The others sniffed at the air.
“Wood smoke,” Window said and Meat nodded in response.
“I’ve been catching whiffs of it for the past half hour, it comes and goes on the breeze, but its growing stronger, so we’re getting closer to whoever it is.”
“Are we catching up with them?” Einstein said.
“Where’s it coming from?” Billie Bob said.
Meat held up his hand and sniffed at the air, his actions reminiscent of a predator searching out its prey. He stood and turned in a slow circle, his eyes closed, as he sampled the air. Fresh and sweet, with just a hint of decay from the nearby river, an ever-present mustiness that accompanied the slow moving waters. The cleansing effects of Mother Nature had washed away the old smells, the ones he had grown up with.

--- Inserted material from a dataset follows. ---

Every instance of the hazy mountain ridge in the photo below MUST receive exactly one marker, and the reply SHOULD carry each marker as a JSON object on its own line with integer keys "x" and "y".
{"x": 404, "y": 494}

Yet their memory lingered, that ever present stench of rotting flesh, of decay and destruction that had become an integral part of his childhood memories. It was an odor he would never forget. He caught another whiff of the wood smoke filtered through the trees, carried on a gentle breeze that stirred the leaves around them.
“To the North,” he said as he opened his eyes and moved towards the dense forest that crowded close to either side of the old railroad tracks they had been following. It had been fourteen years since they had been last maintained; hell it had been just as long since anything had really been looked after, and Mother Nature was slowly reclaiming what was once hers. Yet even though it was overgrown, with trees sprouting up where once there had been none, the path the old railroad tracks followed was still obvious, a healing scar on a wild world.
“Cover our rear,” Einstein said before he turned and followed Meat into the forest. Billie-Bob glanced left and then right, his mouth working silently as he mimicked Einstein’s words.
“Always telling me what to do,” Billie-Bob said as he gazed at the forest and whispered to himself, “they roared their terrible roars and gnashed their terrible teeth and rolled their terrible eyes and showed their terrible claws.” With a final look behind him, he too vanished into the forest.